Pour le sud de la France, il faut des bâtiments avec une ventilation naturelle traversante, la possibilité d'occulter les baies vitrées, des matériaux à lourde inertie comme la brique [qui vont rafraîchir ou réchauffer lentement le bâtiment ndlr]. Dès la conception architecturale, il faut prévoir des fenêtres dont l'agencement permet la circulation de l'air. En Allemagne, les pics de chaleurs sont moins importants que dans le sud de la France, et on chauffe davantage l'hiver.


Quel rôle les bâtiments à énergie positive peuvent-ils jouer dans la transition énergétique et la lutte contre le dérèglement climatique ? L'urgence ne consiste-t-elle pas à isoler le bâti existant ?

Il faut avoir en tête que le bâtiment neuf c'est 1% du parc immobilier, donc si ce 1% est à énergie positive, ça va dans la bonne direction, c'est important d'expérimenter de nouvelles technologies, mais ce n'est pas comme ça que l'on parviendra à réduire substantiellement la consommation et à lutter contre le dérèglement climatique. En France, nous avons des logements très gourmands en énergie, qui consomment 10 à 20 fois plus que les bâtiments éco-construits. Le bâtiment est responsable de 50% de notre consommation d'énergie et de 30% de nos émissions de gaz à effet de serre.
Donc la rénovation de la totalité des bâtiments serait un levier considérable.  Nous en avons les moyens technologiques, on sait isoler les bâtiments en béton, et il y a un potentiel de création d'emplois important. Il est important de faire les rénovations d'un bloc, car souvent les propriétaires font des rénovations "par morceaux" qui terminent en catastrophe (en installant des fenêtres isolantes à la place de fenêtre anciennes qui laissaient passer l'air et sans prévoir de ventilation, on peut se retrouver avec de la moisissure, par exemple).

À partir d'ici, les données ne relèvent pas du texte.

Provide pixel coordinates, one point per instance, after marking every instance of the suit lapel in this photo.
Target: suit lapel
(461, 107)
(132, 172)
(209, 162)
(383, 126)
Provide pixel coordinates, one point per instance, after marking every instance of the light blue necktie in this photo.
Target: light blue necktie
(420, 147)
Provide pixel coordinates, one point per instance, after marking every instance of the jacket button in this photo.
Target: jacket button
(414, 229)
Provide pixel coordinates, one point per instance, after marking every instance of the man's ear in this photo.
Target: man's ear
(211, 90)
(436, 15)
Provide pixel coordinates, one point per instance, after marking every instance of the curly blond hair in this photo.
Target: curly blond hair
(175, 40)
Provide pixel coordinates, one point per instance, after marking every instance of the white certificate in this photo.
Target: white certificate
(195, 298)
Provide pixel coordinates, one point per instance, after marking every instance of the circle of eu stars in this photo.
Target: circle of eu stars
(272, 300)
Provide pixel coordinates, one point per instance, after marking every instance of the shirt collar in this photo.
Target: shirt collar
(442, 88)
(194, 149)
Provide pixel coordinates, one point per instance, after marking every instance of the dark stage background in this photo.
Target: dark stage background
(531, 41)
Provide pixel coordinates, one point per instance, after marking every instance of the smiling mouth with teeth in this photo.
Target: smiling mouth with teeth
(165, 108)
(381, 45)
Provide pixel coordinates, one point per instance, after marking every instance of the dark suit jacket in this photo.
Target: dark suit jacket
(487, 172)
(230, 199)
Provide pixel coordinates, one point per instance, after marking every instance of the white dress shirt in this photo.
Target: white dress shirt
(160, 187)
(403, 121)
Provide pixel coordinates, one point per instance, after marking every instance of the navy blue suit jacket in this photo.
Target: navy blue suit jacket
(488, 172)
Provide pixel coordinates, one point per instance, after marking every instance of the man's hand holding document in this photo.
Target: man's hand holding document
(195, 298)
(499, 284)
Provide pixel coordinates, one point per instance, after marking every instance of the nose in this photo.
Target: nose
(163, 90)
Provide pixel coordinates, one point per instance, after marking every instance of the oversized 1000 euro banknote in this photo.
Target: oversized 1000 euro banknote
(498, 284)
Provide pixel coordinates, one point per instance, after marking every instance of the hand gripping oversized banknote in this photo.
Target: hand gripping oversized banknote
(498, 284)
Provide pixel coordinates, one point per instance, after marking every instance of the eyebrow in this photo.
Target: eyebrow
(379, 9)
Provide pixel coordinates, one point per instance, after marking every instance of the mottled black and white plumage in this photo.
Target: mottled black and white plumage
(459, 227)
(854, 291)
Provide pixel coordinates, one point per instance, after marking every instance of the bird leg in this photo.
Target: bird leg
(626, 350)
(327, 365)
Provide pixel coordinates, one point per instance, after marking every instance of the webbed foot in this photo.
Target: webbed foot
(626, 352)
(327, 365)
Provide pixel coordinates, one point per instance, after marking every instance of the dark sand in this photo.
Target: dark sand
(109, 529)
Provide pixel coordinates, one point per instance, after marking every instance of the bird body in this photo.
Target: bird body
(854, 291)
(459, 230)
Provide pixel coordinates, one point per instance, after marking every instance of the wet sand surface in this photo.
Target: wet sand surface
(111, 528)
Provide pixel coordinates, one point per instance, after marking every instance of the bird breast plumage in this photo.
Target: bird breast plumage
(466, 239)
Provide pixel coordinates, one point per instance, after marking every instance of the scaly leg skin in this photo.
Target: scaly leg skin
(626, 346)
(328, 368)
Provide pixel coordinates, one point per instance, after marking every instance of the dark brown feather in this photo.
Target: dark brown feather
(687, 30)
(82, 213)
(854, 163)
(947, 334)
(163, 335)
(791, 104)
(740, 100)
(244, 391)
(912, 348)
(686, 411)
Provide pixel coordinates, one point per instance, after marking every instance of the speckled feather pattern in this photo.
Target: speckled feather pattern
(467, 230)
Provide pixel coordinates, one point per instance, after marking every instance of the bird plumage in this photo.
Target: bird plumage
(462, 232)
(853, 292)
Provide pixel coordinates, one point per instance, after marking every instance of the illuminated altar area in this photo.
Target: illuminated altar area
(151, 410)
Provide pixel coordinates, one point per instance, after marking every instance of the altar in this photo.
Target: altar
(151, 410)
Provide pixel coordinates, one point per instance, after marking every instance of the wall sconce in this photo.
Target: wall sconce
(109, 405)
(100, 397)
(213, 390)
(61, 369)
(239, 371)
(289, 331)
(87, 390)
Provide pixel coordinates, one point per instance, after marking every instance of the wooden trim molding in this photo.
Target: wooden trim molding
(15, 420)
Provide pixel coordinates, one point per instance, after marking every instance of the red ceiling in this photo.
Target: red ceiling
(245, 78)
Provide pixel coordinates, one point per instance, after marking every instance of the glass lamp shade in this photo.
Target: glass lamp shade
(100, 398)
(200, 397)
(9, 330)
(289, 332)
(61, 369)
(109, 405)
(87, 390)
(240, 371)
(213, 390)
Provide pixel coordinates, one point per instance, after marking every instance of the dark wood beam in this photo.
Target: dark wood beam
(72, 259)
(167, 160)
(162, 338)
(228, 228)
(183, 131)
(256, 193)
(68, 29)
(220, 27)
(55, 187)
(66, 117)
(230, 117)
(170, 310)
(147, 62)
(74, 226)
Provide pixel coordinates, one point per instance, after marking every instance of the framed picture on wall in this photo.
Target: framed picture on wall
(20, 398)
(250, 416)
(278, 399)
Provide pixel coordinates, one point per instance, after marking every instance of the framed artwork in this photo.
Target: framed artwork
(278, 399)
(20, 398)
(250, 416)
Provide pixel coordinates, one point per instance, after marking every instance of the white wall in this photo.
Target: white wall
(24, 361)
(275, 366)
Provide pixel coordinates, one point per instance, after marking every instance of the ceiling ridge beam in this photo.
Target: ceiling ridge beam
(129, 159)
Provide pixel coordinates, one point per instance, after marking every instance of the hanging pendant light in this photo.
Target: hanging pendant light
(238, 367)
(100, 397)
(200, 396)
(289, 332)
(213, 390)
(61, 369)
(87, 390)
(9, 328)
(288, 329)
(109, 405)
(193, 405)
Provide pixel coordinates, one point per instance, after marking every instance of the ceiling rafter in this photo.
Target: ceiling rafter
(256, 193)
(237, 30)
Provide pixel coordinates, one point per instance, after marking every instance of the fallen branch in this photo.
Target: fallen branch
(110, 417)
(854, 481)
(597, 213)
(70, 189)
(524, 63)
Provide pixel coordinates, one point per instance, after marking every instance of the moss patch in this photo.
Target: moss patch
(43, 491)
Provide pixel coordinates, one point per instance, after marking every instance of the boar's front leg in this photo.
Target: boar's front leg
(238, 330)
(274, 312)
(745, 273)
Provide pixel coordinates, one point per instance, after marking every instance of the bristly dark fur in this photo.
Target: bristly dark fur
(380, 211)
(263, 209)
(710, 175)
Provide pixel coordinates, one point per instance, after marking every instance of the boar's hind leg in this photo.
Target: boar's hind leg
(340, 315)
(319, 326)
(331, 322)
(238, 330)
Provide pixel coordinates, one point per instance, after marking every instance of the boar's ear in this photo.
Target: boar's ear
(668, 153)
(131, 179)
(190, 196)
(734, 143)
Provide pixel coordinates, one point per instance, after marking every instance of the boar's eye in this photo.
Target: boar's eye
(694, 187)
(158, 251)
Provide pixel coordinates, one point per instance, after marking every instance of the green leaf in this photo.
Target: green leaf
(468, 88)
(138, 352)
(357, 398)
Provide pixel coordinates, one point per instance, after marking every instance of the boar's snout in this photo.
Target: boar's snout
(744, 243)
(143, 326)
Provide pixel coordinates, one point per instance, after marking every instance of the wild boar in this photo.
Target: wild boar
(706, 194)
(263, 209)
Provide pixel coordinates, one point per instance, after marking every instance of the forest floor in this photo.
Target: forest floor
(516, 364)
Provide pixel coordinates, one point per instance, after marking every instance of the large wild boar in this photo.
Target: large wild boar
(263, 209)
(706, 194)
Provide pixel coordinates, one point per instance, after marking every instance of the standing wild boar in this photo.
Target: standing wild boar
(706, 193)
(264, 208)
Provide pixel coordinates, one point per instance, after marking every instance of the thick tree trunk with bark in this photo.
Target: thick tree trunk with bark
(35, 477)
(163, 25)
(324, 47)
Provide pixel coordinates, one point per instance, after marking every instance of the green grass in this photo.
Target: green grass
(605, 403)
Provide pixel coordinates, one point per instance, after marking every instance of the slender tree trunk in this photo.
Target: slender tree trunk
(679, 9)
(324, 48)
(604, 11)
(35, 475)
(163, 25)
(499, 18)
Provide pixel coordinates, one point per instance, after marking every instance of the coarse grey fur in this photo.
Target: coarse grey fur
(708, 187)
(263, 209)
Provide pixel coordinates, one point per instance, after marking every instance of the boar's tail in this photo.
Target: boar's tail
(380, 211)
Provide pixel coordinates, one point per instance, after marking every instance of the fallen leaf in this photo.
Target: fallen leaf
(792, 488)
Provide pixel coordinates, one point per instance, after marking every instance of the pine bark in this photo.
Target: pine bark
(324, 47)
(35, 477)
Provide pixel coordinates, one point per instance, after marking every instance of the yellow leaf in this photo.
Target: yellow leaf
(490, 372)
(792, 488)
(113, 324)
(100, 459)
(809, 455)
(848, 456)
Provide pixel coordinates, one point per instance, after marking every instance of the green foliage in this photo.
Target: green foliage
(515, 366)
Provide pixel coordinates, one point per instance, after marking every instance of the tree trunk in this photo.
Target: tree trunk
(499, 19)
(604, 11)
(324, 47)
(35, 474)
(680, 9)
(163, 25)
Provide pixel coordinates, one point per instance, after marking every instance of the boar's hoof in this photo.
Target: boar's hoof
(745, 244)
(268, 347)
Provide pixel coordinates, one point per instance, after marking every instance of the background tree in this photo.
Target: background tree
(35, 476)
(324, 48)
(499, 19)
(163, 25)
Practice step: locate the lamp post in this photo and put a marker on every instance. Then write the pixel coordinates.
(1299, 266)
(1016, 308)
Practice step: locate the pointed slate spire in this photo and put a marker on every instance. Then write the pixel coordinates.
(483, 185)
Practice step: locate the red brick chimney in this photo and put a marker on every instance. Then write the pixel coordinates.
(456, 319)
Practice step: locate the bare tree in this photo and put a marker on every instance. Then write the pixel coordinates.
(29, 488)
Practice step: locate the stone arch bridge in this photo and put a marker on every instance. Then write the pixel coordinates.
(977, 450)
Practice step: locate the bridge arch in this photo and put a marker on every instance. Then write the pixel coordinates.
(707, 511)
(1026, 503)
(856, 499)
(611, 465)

Si l'on fait un parallèle avec les véhicules, actuellement aide les particuliers avec une prime à la casse et l'on n'a pas le droit de vendre une voiture qui est une "épave". En revanche dans le bâtiment, on a le  droit de vendre une "épave" énergétique, et c'est un problème. Concernant les bâtiments construits après-guerre et dans les années 60-70, c'est souvent de l'habitat social où gens sont locataires, donc c'est au public de s'en charger. Pour les particuliers, il faut développer les incitations fiscales et les aides à la rénovation qui existent déjà.